Private Thoughts and Public Spaces; Public Acts and Private Places
Mon 21st April 08
Glasgow Sculpture Studios presents a one-day, free public symposium that will explore the shifting relationships between what might be public, what may be private, and how that discussion impacts on contemporary sculptural practices.
Catalysed by both the curatorial theme of the 2008 Glasgow international Festival for Contemporary Visual Art and the work of renowned German artist and invited speaker Mischa Kuball, Private Thoughts… brings together a range of experts in their fields for a symposium of public thinking and private incitement.

Context
Glasgow Sculpture Studios is dedicated to fostering a vibrant community of artists by providing them with subsidized access to workshops, studio space, technical facilities and expertise. To this end, it presents this free symposium, examining some of the most pertinent questions faced by sculptors today.
The first decade of the 21st Century has revealed a complex territory where the lines between the public and the private do not seem impermeable.
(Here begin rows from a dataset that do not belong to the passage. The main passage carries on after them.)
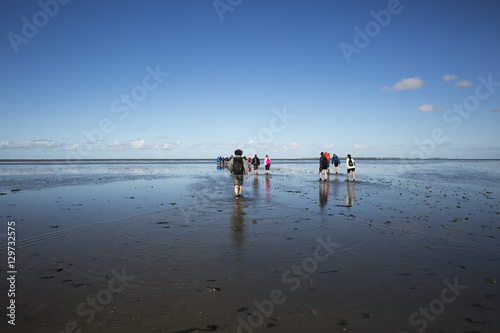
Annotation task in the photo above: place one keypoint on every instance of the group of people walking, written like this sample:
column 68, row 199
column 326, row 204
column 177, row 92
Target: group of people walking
column 239, row 166
column 324, row 165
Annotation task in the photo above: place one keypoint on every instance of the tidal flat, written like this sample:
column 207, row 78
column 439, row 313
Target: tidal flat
column 163, row 246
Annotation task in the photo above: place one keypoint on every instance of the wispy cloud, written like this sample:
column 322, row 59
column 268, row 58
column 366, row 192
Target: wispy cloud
column 413, row 83
column 128, row 145
column 463, row 84
column 140, row 144
column 449, row 77
column 429, row 108
column 168, row 145
column 31, row 144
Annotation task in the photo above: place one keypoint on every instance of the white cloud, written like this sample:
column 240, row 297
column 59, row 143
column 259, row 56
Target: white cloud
column 292, row 146
column 168, row 145
column 358, row 146
column 32, row 144
column 413, row 83
column 463, row 84
column 449, row 77
column 128, row 145
column 429, row 108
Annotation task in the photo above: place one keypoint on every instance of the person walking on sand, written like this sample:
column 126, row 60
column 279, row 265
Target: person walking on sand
column 351, row 167
column 267, row 163
column 336, row 163
column 256, row 163
column 238, row 167
column 323, row 166
column 327, row 155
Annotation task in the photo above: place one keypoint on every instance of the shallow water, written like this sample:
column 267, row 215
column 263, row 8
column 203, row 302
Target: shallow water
column 293, row 255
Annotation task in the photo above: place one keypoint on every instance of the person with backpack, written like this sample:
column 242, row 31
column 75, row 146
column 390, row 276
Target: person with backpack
column 256, row 163
column 323, row 166
column 238, row 168
column 267, row 163
column 327, row 155
column 351, row 167
column 336, row 163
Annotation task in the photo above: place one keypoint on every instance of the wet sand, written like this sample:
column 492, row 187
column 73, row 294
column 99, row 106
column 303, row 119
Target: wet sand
column 168, row 249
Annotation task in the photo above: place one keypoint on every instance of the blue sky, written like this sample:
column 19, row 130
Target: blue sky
column 198, row 79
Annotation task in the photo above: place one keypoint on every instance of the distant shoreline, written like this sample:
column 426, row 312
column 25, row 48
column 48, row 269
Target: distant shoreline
column 214, row 159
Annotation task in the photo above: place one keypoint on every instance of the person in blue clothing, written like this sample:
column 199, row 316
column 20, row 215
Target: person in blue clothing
column 238, row 168
column 323, row 166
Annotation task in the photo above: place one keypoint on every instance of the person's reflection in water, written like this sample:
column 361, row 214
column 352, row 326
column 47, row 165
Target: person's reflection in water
column 256, row 186
column 238, row 234
column 324, row 192
column 350, row 194
column 268, row 189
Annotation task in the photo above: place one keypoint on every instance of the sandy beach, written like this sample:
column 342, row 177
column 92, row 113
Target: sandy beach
column 165, row 247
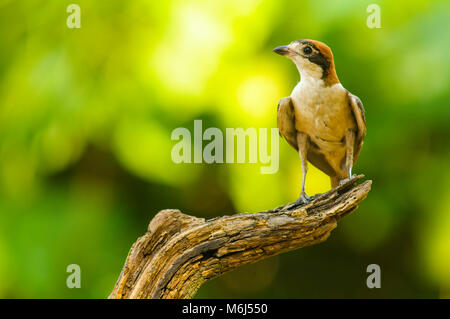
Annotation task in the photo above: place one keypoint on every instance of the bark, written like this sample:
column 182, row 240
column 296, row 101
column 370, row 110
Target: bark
column 179, row 252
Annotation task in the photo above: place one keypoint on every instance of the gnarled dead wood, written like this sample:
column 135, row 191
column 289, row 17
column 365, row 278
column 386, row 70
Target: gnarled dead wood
column 179, row 253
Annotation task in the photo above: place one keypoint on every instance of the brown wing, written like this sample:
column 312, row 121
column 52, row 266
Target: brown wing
column 360, row 118
column 286, row 121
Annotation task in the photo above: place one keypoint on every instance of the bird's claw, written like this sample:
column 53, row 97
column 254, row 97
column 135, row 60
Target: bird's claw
column 343, row 181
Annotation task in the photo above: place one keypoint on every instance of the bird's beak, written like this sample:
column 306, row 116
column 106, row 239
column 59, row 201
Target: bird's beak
column 283, row 50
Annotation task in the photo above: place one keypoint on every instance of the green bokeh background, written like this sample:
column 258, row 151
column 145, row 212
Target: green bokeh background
column 86, row 117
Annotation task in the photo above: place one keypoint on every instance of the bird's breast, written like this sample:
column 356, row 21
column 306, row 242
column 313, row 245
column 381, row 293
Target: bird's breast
column 323, row 114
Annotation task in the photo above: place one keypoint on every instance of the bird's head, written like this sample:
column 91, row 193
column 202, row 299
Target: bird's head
column 312, row 58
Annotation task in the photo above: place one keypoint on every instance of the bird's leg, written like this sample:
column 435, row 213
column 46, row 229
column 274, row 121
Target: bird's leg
column 350, row 145
column 302, row 143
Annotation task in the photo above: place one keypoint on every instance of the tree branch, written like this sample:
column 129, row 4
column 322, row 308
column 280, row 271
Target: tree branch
column 179, row 252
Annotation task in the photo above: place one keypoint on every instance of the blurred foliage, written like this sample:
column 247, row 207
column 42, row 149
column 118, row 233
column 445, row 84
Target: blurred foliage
column 86, row 117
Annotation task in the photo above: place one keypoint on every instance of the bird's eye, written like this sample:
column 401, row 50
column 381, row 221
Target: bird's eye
column 307, row 50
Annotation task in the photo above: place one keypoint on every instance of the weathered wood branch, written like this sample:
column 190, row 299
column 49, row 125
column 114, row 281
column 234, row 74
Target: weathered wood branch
column 179, row 253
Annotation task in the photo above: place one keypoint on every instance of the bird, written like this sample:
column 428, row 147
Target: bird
column 321, row 120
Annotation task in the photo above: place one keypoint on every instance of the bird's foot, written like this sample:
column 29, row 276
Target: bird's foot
column 303, row 199
column 343, row 181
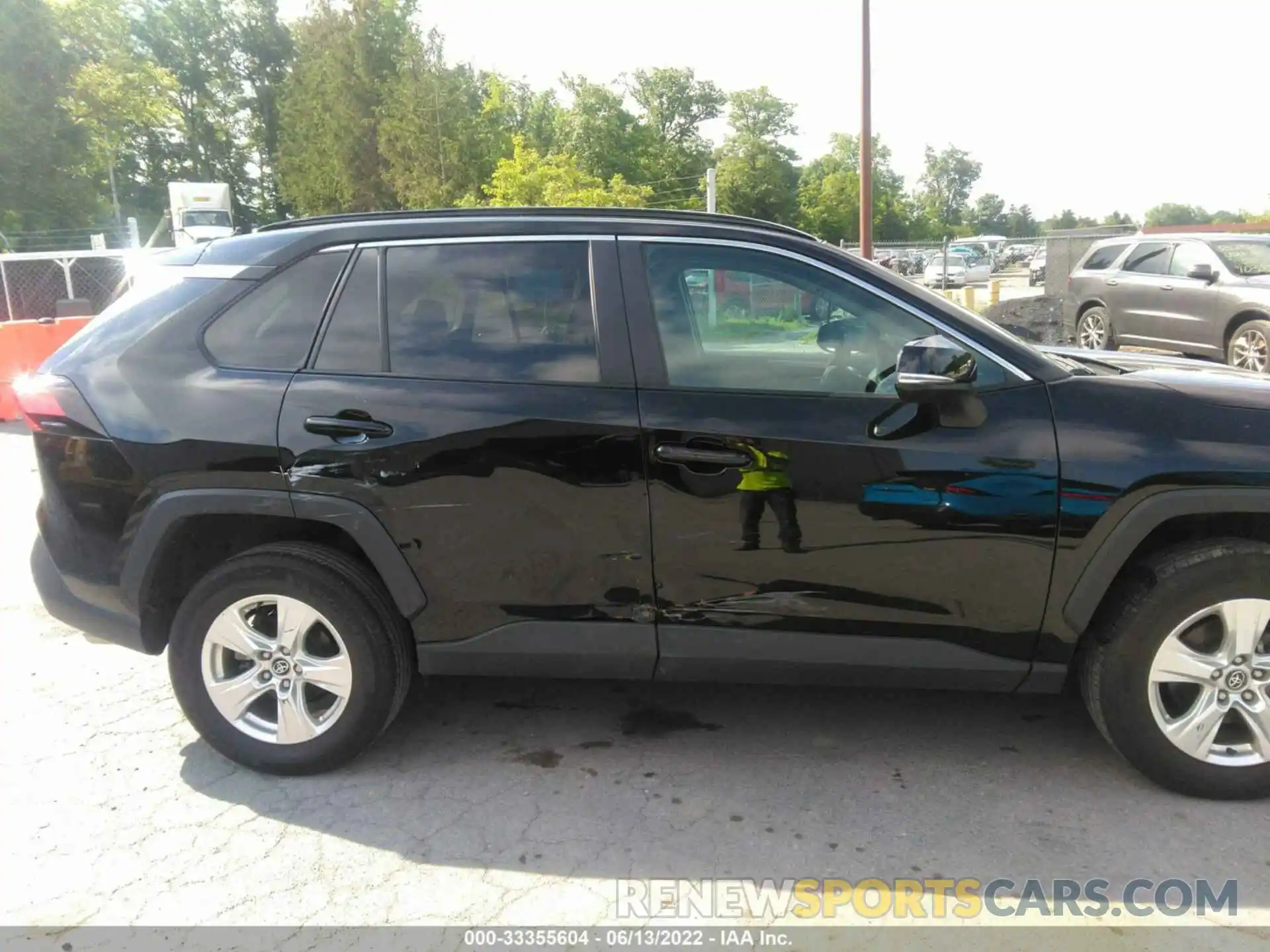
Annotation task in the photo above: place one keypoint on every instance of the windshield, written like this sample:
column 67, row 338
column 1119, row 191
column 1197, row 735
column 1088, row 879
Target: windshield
column 207, row 219
column 1245, row 258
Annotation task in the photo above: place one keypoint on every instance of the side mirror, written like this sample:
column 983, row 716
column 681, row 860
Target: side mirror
column 939, row 375
column 933, row 366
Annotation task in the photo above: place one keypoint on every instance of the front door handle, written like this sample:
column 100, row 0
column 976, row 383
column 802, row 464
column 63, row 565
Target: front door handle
column 345, row 427
column 679, row 454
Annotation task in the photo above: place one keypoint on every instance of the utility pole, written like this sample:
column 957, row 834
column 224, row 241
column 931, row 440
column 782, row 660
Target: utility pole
column 865, row 141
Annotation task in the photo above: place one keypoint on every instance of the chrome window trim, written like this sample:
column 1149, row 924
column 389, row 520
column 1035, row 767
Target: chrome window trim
column 828, row 268
column 749, row 229
column 482, row 240
column 249, row 272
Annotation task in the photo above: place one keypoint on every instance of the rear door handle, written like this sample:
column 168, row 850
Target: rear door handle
column 679, row 454
column 343, row 427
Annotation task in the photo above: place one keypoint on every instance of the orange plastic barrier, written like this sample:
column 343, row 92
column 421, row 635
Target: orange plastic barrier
column 23, row 347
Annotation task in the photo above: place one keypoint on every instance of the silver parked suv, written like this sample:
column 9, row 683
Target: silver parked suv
column 1203, row 295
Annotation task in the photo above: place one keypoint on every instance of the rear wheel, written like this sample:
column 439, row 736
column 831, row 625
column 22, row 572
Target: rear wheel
column 1177, row 678
column 1250, row 347
column 290, row 658
column 1094, row 331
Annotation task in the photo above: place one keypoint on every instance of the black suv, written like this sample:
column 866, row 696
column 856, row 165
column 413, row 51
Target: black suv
column 314, row 460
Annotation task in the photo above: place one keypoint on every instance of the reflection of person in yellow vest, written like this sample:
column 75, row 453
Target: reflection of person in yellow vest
column 766, row 483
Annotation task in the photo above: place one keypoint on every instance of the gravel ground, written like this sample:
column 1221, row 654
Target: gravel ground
column 494, row 801
column 1038, row 319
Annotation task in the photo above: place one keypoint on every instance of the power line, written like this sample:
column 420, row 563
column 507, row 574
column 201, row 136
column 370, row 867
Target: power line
column 658, row 182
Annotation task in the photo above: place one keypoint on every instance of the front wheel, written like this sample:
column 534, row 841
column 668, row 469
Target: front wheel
column 1177, row 678
column 1249, row 347
column 1094, row 331
column 290, row 658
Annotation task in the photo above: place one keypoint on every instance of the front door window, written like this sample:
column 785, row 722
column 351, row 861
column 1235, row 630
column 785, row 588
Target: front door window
column 738, row 319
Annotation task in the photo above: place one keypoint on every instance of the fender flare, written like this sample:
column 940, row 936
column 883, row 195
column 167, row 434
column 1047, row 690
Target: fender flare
column 164, row 516
column 1141, row 521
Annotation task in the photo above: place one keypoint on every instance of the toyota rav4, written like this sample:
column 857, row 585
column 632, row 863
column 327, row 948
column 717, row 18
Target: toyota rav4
column 313, row 461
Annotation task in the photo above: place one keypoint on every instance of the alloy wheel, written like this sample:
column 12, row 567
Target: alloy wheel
column 1209, row 681
column 276, row 669
column 1094, row 332
column 1250, row 350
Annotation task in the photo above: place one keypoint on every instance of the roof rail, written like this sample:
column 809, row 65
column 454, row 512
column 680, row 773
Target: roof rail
column 550, row 212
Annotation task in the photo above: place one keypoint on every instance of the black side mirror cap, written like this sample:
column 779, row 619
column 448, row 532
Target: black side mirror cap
column 933, row 366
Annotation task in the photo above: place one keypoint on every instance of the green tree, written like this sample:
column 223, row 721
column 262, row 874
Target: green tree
column 347, row 61
column 756, row 175
column 114, row 100
column 600, row 132
column 947, row 186
column 1173, row 214
column 266, row 51
column 117, row 95
column 1224, row 218
column 829, row 194
column 1020, row 222
column 675, row 103
column 433, row 132
column 988, row 215
column 531, row 179
column 198, row 42
column 41, row 147
column 1067, row 219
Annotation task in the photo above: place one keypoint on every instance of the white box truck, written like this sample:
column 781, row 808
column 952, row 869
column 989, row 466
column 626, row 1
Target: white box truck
column 200, row 211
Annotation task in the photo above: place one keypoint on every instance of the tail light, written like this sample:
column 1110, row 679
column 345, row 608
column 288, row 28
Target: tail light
column 52, row 404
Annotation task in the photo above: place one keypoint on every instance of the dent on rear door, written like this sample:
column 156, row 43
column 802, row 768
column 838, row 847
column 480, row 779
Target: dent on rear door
column 512, row 502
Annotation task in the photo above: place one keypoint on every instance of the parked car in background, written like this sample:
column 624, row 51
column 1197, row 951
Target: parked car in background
column 959, row 273
column 1037, row 268
column 1201, row 295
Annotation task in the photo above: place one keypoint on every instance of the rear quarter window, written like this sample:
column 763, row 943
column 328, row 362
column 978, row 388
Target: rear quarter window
column 272, row 328
column 1103, row 258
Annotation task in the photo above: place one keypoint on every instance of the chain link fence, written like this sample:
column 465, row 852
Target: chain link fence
column 69, row 239
column 40, row 286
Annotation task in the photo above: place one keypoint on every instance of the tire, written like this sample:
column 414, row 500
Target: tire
column 1108, row 334
column 375, row 644
column 1250, row 346
column 1117, row 670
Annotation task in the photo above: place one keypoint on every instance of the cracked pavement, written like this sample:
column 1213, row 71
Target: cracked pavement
column 520, row 803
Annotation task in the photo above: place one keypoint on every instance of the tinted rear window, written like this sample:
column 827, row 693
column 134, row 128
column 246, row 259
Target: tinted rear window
column 1103, row 258
column 492, row 311
column 275, row 324
column 1148, row 258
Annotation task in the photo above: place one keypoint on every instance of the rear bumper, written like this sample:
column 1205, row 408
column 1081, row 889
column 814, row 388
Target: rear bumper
column 70, row 610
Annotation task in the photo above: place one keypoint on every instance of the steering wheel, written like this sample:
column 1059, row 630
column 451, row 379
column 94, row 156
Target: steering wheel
column 847, row 340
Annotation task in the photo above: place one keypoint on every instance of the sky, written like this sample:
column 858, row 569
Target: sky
column 1083, row 104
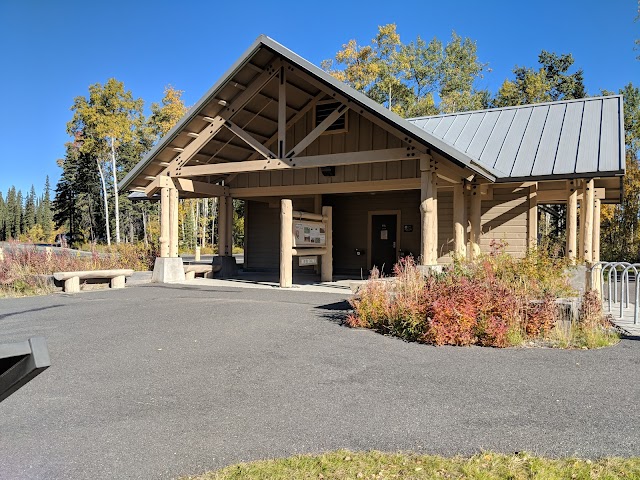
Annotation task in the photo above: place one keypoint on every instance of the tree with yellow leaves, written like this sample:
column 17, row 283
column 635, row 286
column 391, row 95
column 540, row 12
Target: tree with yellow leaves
column 407, row 78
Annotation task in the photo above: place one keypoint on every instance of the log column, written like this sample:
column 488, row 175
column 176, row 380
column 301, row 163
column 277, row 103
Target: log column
column 596, row 230
column 532, row 224
column 326, row 270
column 165, row 230
column 229, row 228
column 286, row 243
column 173, row 222
column 572, row 221
column 428, row 211
column 597, row 270
column 223, row 224
column 459, row 222
column 588, row 221
column 475, row 221
column 581, row 226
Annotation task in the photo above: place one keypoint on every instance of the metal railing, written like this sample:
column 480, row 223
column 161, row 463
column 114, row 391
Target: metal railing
column 615, row 280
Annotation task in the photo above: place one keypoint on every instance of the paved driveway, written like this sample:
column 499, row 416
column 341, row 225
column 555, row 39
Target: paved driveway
column 157, row 381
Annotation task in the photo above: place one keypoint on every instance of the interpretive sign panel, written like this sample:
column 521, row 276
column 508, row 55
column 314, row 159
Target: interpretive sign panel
column 309, row 234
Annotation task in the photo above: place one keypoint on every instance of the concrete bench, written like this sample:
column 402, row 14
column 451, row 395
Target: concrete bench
column 207, row 271
column 72, row 279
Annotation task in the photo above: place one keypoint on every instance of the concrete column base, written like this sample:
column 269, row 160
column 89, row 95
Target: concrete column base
column 228, row 266
column 428, row 270
column 168, row 270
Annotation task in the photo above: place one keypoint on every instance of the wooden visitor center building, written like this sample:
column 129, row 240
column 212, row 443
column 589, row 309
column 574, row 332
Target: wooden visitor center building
column 328, row 173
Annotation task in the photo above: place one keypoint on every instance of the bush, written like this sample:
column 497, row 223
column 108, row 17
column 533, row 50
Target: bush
column 496, row 300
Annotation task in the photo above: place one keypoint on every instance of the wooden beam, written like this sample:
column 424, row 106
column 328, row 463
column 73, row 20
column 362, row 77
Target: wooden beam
column 233, row 167
column 572, row 220
column 301, row 252
column 216, row 123
column 360, row 110
column 316, row 132
column 293, row 120
column 203, row 188
column 286, row 243
column 249, row 139
column 328, row 188
column 282, row 114
column 159, row 182
column 334, row 159
column 595, row 257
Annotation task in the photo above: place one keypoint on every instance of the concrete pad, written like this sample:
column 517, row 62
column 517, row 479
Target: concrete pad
column 168, row 270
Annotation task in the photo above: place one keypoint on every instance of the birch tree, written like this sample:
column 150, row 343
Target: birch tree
column 103, row 121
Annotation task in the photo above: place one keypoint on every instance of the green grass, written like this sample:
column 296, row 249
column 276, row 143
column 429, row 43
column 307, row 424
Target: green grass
column 343, row 465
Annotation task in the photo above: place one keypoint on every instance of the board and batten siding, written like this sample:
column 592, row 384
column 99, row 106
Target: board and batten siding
column 362, row 135
column 263, row 240
column 504, row 219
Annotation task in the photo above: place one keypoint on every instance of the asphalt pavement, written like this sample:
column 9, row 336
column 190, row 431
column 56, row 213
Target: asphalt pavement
column 158, row 381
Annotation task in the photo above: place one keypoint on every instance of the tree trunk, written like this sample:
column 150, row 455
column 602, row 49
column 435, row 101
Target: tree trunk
column 106, row 204
column 144, row 227
column 115, row 190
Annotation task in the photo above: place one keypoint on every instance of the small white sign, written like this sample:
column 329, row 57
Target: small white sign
column 306, row 261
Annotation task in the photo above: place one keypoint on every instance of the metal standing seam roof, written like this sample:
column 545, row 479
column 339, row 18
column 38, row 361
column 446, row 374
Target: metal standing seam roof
column 564, row 139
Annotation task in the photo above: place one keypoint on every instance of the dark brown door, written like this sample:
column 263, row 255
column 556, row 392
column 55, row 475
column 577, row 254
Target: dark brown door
column 383, row 242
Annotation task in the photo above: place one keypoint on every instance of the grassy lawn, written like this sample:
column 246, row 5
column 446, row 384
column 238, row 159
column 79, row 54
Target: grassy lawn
column 342, row 465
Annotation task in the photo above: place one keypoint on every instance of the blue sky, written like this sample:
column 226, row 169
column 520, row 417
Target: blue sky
column 52, row 51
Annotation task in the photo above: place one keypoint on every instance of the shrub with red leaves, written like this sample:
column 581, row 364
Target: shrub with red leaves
column 494, row 301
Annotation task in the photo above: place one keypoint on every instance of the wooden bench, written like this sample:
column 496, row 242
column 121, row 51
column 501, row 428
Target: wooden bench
column 72, row 279
column 207, row 271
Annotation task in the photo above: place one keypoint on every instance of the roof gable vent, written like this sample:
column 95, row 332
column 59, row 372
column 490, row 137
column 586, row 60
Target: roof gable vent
column 326, row 108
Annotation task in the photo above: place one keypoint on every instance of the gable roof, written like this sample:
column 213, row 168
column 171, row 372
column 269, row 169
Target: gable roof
column 572, row 138
column 465, row 148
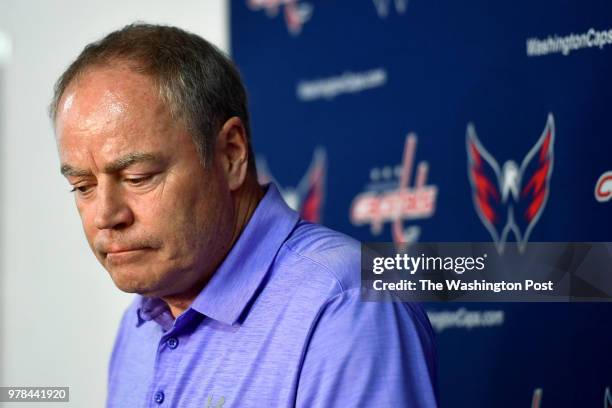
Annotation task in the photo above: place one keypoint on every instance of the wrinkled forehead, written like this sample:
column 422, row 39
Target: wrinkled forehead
column 106, row 94
column 109, row 113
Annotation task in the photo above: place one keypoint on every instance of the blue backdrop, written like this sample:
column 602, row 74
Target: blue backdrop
column 360, row 113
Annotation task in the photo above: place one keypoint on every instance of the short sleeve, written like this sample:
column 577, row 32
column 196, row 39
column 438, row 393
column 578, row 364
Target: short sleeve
column 369, row 354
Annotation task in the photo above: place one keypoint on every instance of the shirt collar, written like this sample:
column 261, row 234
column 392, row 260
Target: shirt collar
column 236, row 280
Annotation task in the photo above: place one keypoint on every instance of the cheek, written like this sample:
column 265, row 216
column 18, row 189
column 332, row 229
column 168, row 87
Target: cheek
column 87, row 214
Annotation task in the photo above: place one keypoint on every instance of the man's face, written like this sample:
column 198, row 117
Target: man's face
column 153, row 216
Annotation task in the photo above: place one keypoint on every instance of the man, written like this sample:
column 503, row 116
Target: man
column 240, row 303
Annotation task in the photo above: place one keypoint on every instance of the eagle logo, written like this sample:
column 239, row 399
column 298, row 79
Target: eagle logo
column 512, row 197
column 307, row 198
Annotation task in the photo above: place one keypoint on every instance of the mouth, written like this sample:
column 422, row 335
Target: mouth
column 117, row 256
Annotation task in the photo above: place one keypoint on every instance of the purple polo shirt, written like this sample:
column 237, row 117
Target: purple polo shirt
column 280, row 324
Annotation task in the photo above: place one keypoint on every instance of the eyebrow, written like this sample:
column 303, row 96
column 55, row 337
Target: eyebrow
column 120, row 164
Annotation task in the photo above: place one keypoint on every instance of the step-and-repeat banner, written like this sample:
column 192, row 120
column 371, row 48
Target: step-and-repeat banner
column 413, row 120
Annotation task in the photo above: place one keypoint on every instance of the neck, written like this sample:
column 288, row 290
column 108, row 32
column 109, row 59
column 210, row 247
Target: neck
column 246, row 199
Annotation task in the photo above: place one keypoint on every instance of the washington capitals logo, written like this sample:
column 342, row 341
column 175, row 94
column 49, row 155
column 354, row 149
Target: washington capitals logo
column 391, row 198
column 383, row 6
column 536, row 400
column 603, row 187
column 296, row 13
column 511, row 198
column 307, row 198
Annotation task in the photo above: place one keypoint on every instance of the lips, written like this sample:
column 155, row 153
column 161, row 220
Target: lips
column 123, row 250
column 125, row 255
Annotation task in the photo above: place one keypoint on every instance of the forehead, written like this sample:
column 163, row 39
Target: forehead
column 109, row 112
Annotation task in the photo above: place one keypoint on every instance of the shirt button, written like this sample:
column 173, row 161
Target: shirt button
column 159, row 397
column 173, row 342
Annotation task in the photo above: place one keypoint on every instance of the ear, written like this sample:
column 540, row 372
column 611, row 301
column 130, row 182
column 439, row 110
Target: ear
column 232, row 151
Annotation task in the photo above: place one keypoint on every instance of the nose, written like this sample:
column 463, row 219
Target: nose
column 112, row 211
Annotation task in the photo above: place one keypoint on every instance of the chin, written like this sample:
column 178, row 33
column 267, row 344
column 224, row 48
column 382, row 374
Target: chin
column 134, row 281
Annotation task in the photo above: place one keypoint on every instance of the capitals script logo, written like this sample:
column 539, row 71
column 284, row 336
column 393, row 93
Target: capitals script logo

In the social experience of areas as diverse as technology, ideology, and landscape, it may seem that the distinctions between public and private are becoming routinely challenged, and their positions inverted. What are the implications for how we chart the contemporary sculptural practices that exist within, challenge, and critique it?

Invited artists
Pavel Büchler, Claire Doherty, David Harding, Mischa Kuball

The symposium will be chaired by Ruth Barker.
In conjunction with this symposium PAR+RS has commissioned Glasgow based artist and writer Rhona Warwick to develop a new piece of critical writing in response to the work of Mischa Kuball. This text will be available on the PAR+RS website.